Children do not start to learn at the age of four. Indeed, a child is born with just 25% of their potential brain development and by the age of three this has increased to 80%. What happens to a child between the ages of 0 and 3 has a direct impact upon their future life chances and level of intelligence. By the time a child comes to school, soon after their fourth birthday, much of the hard wiring of the brain is in place and although a good school can go a long way to correct a poor start that a child may have had the effects are limited. It is important therefore that children have the very best head start to their education. This makes the experiences and learning that take place before a child reaches the age of four absolutely crucial to their future potential.
Click here to access a short video called Brain Hero that explains the impact that a child’s early years experiences have upon a child under 4.
For all these reasons, Langley Hall has chosen to work in partnership with Wellingtons for Langley Hall to provide children with high quality care and education in the years before their transfer to their primary schools. If you are considering Langley Hall as your first choice school we would strongly recommend that your child attends Wellingtons For Langley Hall from 3 to 4 years of age or before. The Langley Hall Primary Academy website clearly sets out how the school allocates places. The UK admissions code does not allow any school to give priority places to children from a specific nursery and therefore, Wellingtons for Langley Hall is not sited in the schools over subscription criteria.

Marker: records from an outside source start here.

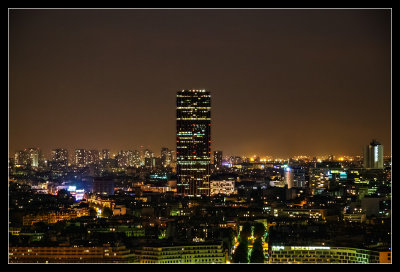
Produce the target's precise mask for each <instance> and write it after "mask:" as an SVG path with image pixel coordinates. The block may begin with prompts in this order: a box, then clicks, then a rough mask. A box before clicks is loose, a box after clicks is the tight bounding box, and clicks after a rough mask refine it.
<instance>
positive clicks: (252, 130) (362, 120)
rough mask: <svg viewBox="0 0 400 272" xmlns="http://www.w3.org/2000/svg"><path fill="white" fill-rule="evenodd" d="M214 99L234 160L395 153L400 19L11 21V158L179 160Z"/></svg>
mask: <svg viewBox="0 0 400 272" xmlns="http://www.w3.org/2000/svg"><path fill="white" fill-rule="evenodd" d="M182 89H206V90H209V91H211V95H212V131H211V137H212V150H222V151H223V152H224V155H253V154H258V155H262V156H264V155H272V156H278V157H279V156H293V155H326V154H334V155H361V154H362V147H363V146H364V145H366V144H368V143H369V142H370V141H371V139H372V138H376V139H378V141H380V142H381V143H382V144H383V145H384V148H385V155H390V154H391V152H390V149H391V11H390V10H369V9H366V10H336V9H333V10H65V9H64V10H63V9H61V10H18V9H16V10H15V9H13V10H9V151H10V156H12V154H14V152H15V151H17V150H20V149H23V148H26V147H39V148H41V149H42V150H43V151H44V154H45V155H47V154H48V153H49V152H50V150H51V149H53V148H68V149H69V151H70V152H72V151H73V149H75V148H87V149H94V148H95V149H103V148H109V149H110V150H111V151H112V152H118V151H119V150H121V149H123V150H134V149H139V146H141V145H143V146H145V147H148V148H150V149H151V150H153V151H154V152H155V153H156V154H159V153H160V148H161V147H162V146H165V147H169V148H172V149H175V142H176V141H175V134H176V92H177V91H180V90H182Z"/></svg>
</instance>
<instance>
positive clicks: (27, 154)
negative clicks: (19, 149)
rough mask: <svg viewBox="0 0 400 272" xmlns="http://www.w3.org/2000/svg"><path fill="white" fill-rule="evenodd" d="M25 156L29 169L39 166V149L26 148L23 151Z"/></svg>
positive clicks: (33, 148)
mask: <svg viewBox="0 0 400 272" xmlns="http://www.w3.org/2000/svg"><path fill="white" fill-rule="evenodd" d="M24 151H25V152H26V154H27V157H28V161H29V163H30V165H31V167H38V166H39V159H40V155H41V154H40V150H39V148H27V149H25V150H24Z"/></svg>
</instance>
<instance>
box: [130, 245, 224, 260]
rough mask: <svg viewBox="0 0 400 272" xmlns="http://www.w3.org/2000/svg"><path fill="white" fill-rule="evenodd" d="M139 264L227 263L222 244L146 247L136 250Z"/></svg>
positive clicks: (155, 246)
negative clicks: (179, 263) (158, 263)
mask: <svg viewBox="0 0 400 272" xmlns="http://www.w3.org/2000/svg"><path fill="white" fill-rule="evenodd" d="M134 254H135V257H136V262H138V263H164V264H168V263H169V264H179V263H226V261H227V253H226V252H225V250H224V249H223V247H222V243H213V244H211V243H196V244H190V245H174V246H171V245H170V246H168V245H166V246H164V245H159V246H145V247H142V248H140V249H138V250H135V253H134Z"/></svg>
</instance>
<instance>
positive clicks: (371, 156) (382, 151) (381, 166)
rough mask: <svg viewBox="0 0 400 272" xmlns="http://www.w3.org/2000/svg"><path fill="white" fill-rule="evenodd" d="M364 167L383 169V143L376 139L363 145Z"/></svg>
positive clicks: (369, 168) (366, 167) (377, 168)
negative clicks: (382, 143) (368, 143)
mask: <svg viewBox="0 0 400 272" xmlns="http://www.w3.org/2000/svg"><path fill="white" fill-rule="evenodd" d="M364 168H367V169H383V145H381V144H380V143H379V142H377V141H376V140H372V142H371V143H370V144H369V145H367V146H365V147H364Z"/></svg>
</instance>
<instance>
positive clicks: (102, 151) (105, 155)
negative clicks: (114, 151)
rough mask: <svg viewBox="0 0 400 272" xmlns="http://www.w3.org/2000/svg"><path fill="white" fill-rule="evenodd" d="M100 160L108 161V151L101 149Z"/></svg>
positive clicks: (104, 149) (109, 153)
mask: <svg viewBox="0 0 400 272" xmlns="http://www.w3.org/2000/svg"><path fill="white" fill-rule="evenodd" d="M101 159H102V160H108V159H110V150H108V149H103V150H102V151H101Z"/></svg>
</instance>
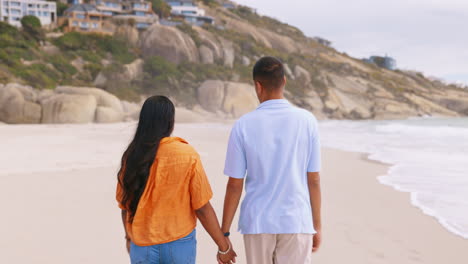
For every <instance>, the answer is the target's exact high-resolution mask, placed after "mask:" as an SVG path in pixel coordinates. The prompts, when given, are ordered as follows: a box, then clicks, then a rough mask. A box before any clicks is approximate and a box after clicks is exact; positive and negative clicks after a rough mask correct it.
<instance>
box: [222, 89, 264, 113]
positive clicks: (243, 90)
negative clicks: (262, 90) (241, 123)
mask: <svg viewBox="0 0 468 264" xmlns="http://www.w3.org/2000/svg"><path fill="white" fill-rule="evenodd" d="M258 104H259V102H258V98H257V95H256V94H255V88H254V87H253V86H252V85H249V84H246V83H233V82H228V83H227V84H226V93H225V95H224V103H223V110H224V112H226V113H229V114H231V116H233V117H240V116H242V115H244V114H246V113H248V112H250V111H253V110H255V108H256V107H257V106H258Z"/></svg>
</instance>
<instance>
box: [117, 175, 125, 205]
mask: <svg viewBox="0 0 468 264" xmlns="http://www.w3.org/2000/svg"><path fill="white" fill-rule="evenodd" d="M115 196H116V197H115V198H116V200H117V203H118V205H119V208H120V209H122V210H125V206H124V205H123V204H122V199H123V189H122V186H121V185H120V182H119V181H117V191H116V195H115Z"/></svg>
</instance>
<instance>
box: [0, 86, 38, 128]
mask: <svg viewBox="0 0 468 264" xmlns="http://www.w3.org/2000/svg"><path fill="white" fill-rule="evenodd" d="M32 91H33V90H32V88H31V87H29V86H22V85H18V84H8V85H6V86H3V85H2V87H0V121H3V122H6V123H9V124H34V123H39V122H40V120H41V106H40V105H39V104H37V103H35V101H36V99H37V97H36V95H35V94H34V93H33V92H32Z"/></svg>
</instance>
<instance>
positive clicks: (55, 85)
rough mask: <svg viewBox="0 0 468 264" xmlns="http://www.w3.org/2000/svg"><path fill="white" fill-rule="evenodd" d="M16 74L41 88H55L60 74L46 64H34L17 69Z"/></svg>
mask: <svg viewBox="0 0 468 264" xmlns="http://www.w3.org/2000/svg"><path fill="white" fill-rule="evenodd" d="M16 75H17V76H19V77H21V78H23V79H24V80H25V81H26V82H27V83H28V84H29V85H31V86H33V87H35V88H39V89H53V88H54V87H55V86H56V80H58V79H59V78H60V76H59V75H58V74H57V72H55V71H54V70H52V69H50V68H49V67H47V66H46V65H44V64H33V65H31V66H24V67H22V68H20V69H17V70H16Z"/></svg>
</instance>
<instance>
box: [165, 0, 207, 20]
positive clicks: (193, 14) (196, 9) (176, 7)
mask: <svg viewBox="0 0 468 264" xmlns="http://www.w3.org/2000/svg"><path fill="white" fill-rule="evenodd" d="M165 1H166V2H167V3H168V4H169V5H170V6H171V14H172V16H174V17H181V18H183V19H184V20H185V21H187V22H188V23H191V24H194V25H198V26H201V25H203V24H214V18H213V17H210V16H206V14H205V10H204V9H203V8H200V7H198V5H197V4H196V3H195V2H194V1H193V0H165Z"/></svg>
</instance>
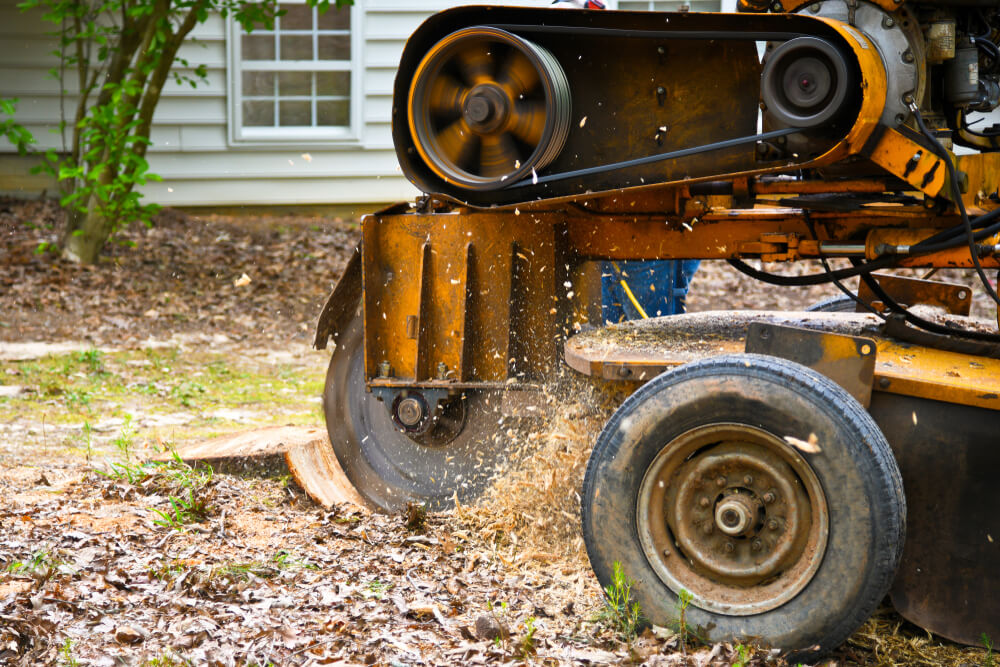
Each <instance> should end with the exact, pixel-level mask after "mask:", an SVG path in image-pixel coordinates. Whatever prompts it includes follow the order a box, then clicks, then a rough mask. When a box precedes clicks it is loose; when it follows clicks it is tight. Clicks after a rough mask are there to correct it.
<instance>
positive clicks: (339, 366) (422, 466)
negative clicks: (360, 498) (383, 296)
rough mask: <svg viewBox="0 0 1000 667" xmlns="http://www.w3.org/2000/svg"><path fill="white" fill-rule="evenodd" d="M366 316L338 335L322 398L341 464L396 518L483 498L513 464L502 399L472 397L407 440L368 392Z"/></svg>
mask: <svg viewBox="0 0 1000 667" xmlns="http://www.w3.org/2000/svg"><path fill="white" fill-rule="evenodd" d="M362 332H363V326H362V321H361V318H360V316H356V317H355V318H354V319H353V320H352V321H351V323H350V324H349V325H348V326H347V327H346V328H345V330H344V331H342V332H340V335H339V336H338V337H337V348H336V350H334V353H333V356H332V357H331V359H330V368H329V370H328V371H327V375H326V387H325V389H324V391H323V409H324V412H325V415H326V424H327V430H328V432H329V434H330V442H331V444H332V445H333V449H334V452H335V453H336V455H337V460H338V461H339V462H340V466H341V468H343V470H344V472H345V473H346V474H347V477H348V478H349V479H350V480H351V483H352V484H354V486H355V488H356V489H357V490H358V492H359V493H360V494H361V495H362V496H363V497H364V498H365V499H366V500H367V501H368V502H370V503H371V504H372V505H374V506H376V507H377V508H380V509H383V510H389V511H394V510H397V509H399V508H401V507H404V506H405V505H406V504H407V503H408V502H415V503H426V505H427V507H428V508H430V509H444V508H447V507H450V506H452V505H453V504H454V501H455V498H456V497H457V498H458V500H459V501H468V500H471V499H473V498H475V497H477V496H478V495H479V494H480V493H481V492H482V491H483V489H484V488H485V487H486V485H487V484H489V482H490V480H491V479H492V477H493V472H494V470H495V468H496V467H497V464H498V463H499V462H501V461H503V460H506V458H507V451H508V449H507V442H506V439H505V438H504V437H503V436H502V434H501V433H500V422H501V421H502V420H501V417H500V415H499V409H500V401H499V400H498V396H496V395H491V394H488V393H484V392H478V393H471V392H467V393H465V394H463V395H461V396H457V397H455V398H454V400H453V402H452V403H451V404H449V405H447V406H446V407H445V408H444V409H443V410H442V411H441V419H440V422H439V423H438V424H436V425H435V427H432V428H431V429H429V430H428V431H427V432H425V433H423V434H421V435H415V434H413V435H411V434H407V433H404V432H403V431H402V429H401V428H400V427H399V426H398V425H397V424H395V423H394V422H393V420H392V417H391V416H390V414H389V410H388V409H387V408H386V406H385V405H384V404H383V403H382V402H381V401H379V400H378V399H377V398H376V397H375V394H372V393H370V392H369V391H368V390H367V389H366V387H365V378H364V346H363V340H364V339H363V336H362Z"/></svg>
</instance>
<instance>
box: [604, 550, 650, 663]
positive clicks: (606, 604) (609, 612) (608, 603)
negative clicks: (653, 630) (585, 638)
mask: <svg viewBox="0 0 1000 667" xmlns="http://www.w3.org/2000/svg"><path fill="white" fill-rule="evenodd" d="M612 567H613V571H612V573H611V583H610V584H608V585H607V586H605V587H604V598H603V602H604V606H603V608H602V609H601V610H600V612H598V614H597V621H598V622H599V623H601V624H602V625H604V626H605V627H607V628H609V629H611V630H613V631H614V632H615V633H616V634H617V635H618V636H619V638H621V639H622V640H623V641H626V642H629V643H631V642H632V641H634V640H635V638H636V636H637V635H638V633H639V629H640V628H641V627H642V625H643V624H644V623H645V622H646V619H645V618H644V617H643V615H642V609H641V608H640V607H639V603H638V602H636V601H635V600H633V599H632V585H633V584H634V583H635V582H633V581H632V580H631V579H629V577H628V576H627V575H626V574H625V570H624V569H623V568H622V564H621V563H619V562H618V561H615V562H614V564H613V566H612Z"/></svg>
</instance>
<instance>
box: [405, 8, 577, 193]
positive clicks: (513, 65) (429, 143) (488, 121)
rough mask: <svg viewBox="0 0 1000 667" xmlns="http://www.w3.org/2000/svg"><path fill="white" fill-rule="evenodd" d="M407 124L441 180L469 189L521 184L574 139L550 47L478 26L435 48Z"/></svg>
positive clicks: (442, 40)
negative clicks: (571, 136)
mask: <svg viewBox="0 0 1000 667" xmlns="http://www.w3.org/2000/svg"><path fill="white" fill-rule="evenodd" d="M408 107H409V125H410V132H411V133H412V135H413V138H414V144H415V146H416V149H417V151H419V153H420V156H421V157H422V158H423V159H424V160H425V161H426V162H427V164H428V166H430V167H431V169H433V170H434V173H435V174H437V175H438V176H439V177H440V178H441V179H443V180H444V181H445V182H447V183H455V184H457V185H460V186H461V187H463V188H468V189H470V190H488V189H495V188H497V187H500V186H501V185H502V184H503V183H504V182H507V181H509V182H511V183H514V182H517V181H519V180H522V179H524V178H525V177H527V176H529V175H530V174H531V173H532V172H533V171H537V170H541V169H542V168H544V167H545V166H546V165H548V164H549V163H550V162H552V160H553V159H555V157H556V156H557V155H558V154H559V152H560V151H561V150H562V148H563V145H564V144H565V143H566V136H567V135H568V134H569V122H570V110H571V107H572V103H571V100H570V92H569V83H568V82H567V80H566V74H565V72H563V69H562V67H561V66H560V65H559V62H558V61H557V60H556V59H555V58H554V57H553V56H552V54H551V53H549V52H548V51H547V50H546V49H545V48H543V47H541V46H539V45H537V44H533V43H532V42H530V41H528V40H527V39H524V38H522V37H518V36H516V35H513V34H511V33H509V32H506V31H504V30H500V29H497V28H490V27H473V28H468V29H466V30H460V31H458V32H455V33H453V34H451V35H448V36H447V37H445V38H444V39H442V40H441V41H440V42H438V43H437V45H435V46H434V48H433V49H431V51H430V53H428V54H427V56H426V57H425V58H424V60H423V61H422V62H421V64H420V67H419V68H418V69H417V72H416V74H415V76H414V79H413V86H412V87H411V89H410V99H409V105H408Z"/></svg>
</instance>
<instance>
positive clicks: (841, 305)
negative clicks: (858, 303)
mask: <svg viewBox="0 0 1000 667" xmlns="http://www.w3.org/2000/svg"><path fill="white" fill-rule="evenodd" d="M856 307H857V303H856V302H855V301H854V299H852V298H851V297H849V296H847V295H846V294H838V295H837V296H831V297H828V298H826V299H823V300H822V301H817V302H816V303H814V304H812V305H811V306H809V307H808V308H806V312H810V313H853V312H854V311H855V308H856Z"/></svg>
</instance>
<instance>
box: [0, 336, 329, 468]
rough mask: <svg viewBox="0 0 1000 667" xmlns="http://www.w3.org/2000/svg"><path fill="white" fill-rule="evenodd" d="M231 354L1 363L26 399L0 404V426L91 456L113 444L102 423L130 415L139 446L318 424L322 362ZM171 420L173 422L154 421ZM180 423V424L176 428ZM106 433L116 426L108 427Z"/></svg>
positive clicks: (79, 354)
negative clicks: (253, 426) (276, 363)
mask: <svg viewBox="0 0 1000 667" xmlns="http://www.w3.org/2000/svg"><path fill="white" fill-rule="evenodd" d="M234 355H235V353H226V352H204V351H200V350H196V351H185V352H183V353H182V352H180V351H179V350H178V349H177V348H160V349H138V350H123V351H116V352H101V351H100V350H96V349H92V350H85V351H81V352H74V353H71V354H63V355H51V356H47V357H43V358H40V359H35V360H31V361H0V383H7V384H16V385H20V386H22V387H24V391H22V392H21V393H19V394H18V395H16V396H10V397H3V398H0V423H6V424H20V425H25V426H26V427H28V429H30V430H31V431H33V432H34V434H32V435H33V437H25V438H24V439H23V442H25V444H32V440H35V441H36V442H38V441H40V442H44V443H45V444H48V445H53V444H55V445H58V444H61V445H62V446H64V447H66V448H67V449H68V450H69V451H68V452H67V453H75V454H80V455H82V456H86V457H87V458H88V460H89V457H90V456H91V455H92V453H93V451H94V450H101V449H106V448H107V445H109V444H110V440H109V435H108V433H109V426H108V422H111V421H112V420H115V421H117V420H124V419H127V418H128V416H129V415H134V416H135V418H134V420H133V429H134V438H135V439H136V441H137V442H141V441H146V442H154V443H155V442H157V441H160V440H162V439H164V438H165V437H166V438H168V439H170V440H172V441H173V442H182V441H184V440H187V439H194V438H201V437H206V436H211V435H216V434H223V433H229V432H232V431H234V430H242V429H245V428H248V427H251V426H269V425H279V424H281V425H283V424H292V425H314V424H318V423H322V412H321V408H320V405H319V403H318V401H317V400H316V399H317V398H318V397H319V396H320V395H321V393H322V390H323V381H324V374H325V363H324V358H323V357H322V356H321V355H316V357H315V359H314V362H313V361H310V360H312V359H313V357H307V358H306V360H305V361H303V363H301V364H298V363H296V364H288V363H279V364H276V363H267V362H262V361H257V360H255V359H253V358H248V357H246V356H239V357H237V356H234ZM161 415H169V416H170V417H171V418H170V419H165V420H159V421H158V420H157V419H156V417H157V416H161ZM178 422H181V423H178ZM111 428H113V427H111Z"/></svg>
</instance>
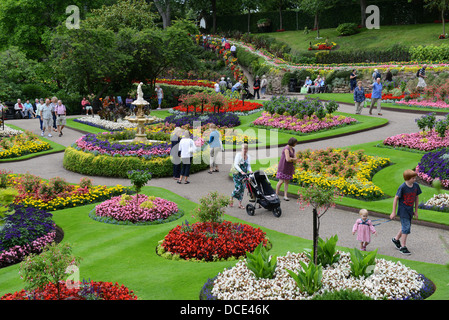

Parents who have sent their children to Wellingtons for Langley Hall and then to Langley Hall have said:
“My child settled into school brilliantly from day one. As the reception class teachers had been to visit the nursery and the children had been to visit the school my child felt very well prepared for the move.”
“The school and nursery work closely together and use similar resources so that my child could continue their learning in a familiar way. Expectations for behaviour were similar at both establishments which greatly assisted the settling in process.”
“My child’s learning journey, which was started at the nursery, was passed onto the staff at the school. this meant that the teachers were aware of my child’s special needs before the term started. This was very reassuring and meant that we could build on work the nursery staff had begun.”